The very end of the board affects the performance immediately, as you steer the board mostly with your back foot. A pin tail will help you to get deep into the barrel, for example. Depending on the skills of the surfer and the quality of the waves, there are several types to choose from. Some examples are the fish, pin, squash, diamond, square and swallow tail.


The outer edges of the board. They vary in roundness and thickness. Depending on the use of the board they are designed to either facilitate catching a lot of waves, tube riding, radical turns and more.


The invention of fins revolutionized surfing. Riding for example a traditional wooden Alaia board without any fins is a science in itself.
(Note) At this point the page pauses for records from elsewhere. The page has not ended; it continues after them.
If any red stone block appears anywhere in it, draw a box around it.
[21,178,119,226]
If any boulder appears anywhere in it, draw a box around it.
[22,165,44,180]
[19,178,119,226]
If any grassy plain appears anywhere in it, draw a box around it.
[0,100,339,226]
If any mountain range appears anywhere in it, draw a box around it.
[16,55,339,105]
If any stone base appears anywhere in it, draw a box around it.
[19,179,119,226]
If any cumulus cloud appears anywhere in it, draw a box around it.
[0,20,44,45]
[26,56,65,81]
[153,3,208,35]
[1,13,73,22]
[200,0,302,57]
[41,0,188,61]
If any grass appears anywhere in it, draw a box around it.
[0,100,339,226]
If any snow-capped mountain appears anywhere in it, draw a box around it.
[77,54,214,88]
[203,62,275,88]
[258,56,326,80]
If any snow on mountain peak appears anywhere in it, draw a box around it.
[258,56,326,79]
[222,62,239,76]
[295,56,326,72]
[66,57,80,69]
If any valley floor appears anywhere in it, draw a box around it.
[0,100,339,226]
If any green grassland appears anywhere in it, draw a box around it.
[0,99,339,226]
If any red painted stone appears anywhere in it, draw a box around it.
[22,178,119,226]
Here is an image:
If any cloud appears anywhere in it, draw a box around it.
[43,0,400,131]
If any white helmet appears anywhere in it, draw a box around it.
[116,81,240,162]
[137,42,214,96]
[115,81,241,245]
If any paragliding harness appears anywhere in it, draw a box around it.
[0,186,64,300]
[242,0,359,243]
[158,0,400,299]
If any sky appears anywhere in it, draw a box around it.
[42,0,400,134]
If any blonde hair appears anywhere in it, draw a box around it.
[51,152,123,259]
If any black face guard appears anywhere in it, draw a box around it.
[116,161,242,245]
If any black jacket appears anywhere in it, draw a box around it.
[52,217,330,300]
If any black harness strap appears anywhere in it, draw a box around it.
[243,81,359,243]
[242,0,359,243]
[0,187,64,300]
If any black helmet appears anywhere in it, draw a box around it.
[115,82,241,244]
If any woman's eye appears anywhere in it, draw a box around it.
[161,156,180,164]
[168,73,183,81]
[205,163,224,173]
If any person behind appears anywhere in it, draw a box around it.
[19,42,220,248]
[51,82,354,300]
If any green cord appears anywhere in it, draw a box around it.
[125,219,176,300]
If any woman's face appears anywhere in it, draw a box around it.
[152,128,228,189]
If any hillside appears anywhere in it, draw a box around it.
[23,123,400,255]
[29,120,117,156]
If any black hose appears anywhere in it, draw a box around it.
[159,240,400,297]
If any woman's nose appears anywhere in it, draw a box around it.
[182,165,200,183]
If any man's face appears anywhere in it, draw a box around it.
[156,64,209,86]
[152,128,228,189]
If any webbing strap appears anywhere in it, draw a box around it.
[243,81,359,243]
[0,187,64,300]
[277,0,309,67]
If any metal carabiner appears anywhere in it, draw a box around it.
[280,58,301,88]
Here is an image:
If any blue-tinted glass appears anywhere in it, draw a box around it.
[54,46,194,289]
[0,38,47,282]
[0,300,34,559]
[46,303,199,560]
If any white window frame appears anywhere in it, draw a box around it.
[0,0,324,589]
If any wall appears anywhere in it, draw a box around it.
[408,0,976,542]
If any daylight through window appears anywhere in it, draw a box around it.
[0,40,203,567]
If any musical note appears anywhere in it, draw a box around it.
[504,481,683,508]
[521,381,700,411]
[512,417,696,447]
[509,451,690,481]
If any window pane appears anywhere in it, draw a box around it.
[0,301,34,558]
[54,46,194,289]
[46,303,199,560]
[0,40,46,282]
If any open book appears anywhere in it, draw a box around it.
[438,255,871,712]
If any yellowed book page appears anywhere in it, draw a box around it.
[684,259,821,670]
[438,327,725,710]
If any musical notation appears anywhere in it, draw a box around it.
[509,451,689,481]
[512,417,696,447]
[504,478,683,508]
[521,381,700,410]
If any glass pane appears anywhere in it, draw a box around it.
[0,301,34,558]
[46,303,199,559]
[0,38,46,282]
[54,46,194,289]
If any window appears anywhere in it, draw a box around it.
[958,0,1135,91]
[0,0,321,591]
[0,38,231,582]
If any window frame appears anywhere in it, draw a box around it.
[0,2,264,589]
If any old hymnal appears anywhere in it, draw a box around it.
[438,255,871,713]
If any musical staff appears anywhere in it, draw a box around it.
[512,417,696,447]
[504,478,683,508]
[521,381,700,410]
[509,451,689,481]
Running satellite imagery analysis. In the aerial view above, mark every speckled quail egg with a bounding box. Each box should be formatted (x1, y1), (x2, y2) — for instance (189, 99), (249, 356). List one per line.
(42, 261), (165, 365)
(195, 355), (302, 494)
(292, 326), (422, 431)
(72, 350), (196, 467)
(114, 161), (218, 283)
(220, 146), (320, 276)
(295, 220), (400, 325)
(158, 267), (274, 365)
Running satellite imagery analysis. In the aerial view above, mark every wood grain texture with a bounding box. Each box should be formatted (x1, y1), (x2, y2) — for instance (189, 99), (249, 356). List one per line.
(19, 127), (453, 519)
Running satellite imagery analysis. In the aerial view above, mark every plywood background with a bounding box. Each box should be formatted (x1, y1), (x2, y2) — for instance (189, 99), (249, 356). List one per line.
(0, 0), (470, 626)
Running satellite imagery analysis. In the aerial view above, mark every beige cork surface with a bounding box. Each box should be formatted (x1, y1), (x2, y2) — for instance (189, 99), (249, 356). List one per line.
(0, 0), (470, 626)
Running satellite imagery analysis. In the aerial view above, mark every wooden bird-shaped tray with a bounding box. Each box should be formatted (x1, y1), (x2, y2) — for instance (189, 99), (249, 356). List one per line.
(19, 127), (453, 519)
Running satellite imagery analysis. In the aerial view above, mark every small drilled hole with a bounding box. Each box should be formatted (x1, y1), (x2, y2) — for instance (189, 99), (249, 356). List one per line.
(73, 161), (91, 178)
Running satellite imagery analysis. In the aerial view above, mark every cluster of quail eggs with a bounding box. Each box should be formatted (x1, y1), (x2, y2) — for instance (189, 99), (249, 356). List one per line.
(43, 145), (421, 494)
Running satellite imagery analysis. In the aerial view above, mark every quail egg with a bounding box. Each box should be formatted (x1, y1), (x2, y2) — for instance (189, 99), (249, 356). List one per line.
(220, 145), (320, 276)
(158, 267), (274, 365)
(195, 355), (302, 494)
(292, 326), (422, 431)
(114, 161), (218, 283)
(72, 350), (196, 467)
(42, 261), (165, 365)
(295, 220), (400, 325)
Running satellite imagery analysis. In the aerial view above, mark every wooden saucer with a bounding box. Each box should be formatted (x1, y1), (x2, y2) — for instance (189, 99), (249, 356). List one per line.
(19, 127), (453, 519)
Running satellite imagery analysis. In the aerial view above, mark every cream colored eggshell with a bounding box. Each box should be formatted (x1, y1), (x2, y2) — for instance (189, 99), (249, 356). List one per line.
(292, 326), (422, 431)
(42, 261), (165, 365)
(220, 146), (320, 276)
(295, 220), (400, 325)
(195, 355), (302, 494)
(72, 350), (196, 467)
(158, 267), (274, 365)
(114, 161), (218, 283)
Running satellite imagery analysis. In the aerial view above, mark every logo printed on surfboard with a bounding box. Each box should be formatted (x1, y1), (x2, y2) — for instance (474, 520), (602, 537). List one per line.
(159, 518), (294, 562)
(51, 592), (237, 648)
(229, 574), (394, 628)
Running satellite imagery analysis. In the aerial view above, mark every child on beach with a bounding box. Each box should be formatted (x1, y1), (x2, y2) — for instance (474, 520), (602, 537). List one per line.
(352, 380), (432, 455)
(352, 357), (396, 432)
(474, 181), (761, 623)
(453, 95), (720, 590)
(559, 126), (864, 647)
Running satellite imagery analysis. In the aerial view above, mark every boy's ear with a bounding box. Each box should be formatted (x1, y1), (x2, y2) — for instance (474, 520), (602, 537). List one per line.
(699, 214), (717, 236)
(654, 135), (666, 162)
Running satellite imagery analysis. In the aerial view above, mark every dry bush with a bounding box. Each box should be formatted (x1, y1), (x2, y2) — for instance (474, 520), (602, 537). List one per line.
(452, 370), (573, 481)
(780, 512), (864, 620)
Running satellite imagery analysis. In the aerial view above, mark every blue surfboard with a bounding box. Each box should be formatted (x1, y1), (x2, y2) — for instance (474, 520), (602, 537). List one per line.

It is a slippery slide for any newbie. In short, fins enable you to ‚grip‘ onto the wave and slice turns into its face, rather than just going straight. There are plenty of different fins in various materials and sizes. Shortboards can have a thruster- (3 fins) or quad-fin (4 fins) setup. Longboards usually have a single, very long fin. There are plenty more variations for you to choose.


The flat (or curved) top of the board. Usually, you rub wax on it to make sure that your feet won’t slip right off the originally smooth surface when you take-off.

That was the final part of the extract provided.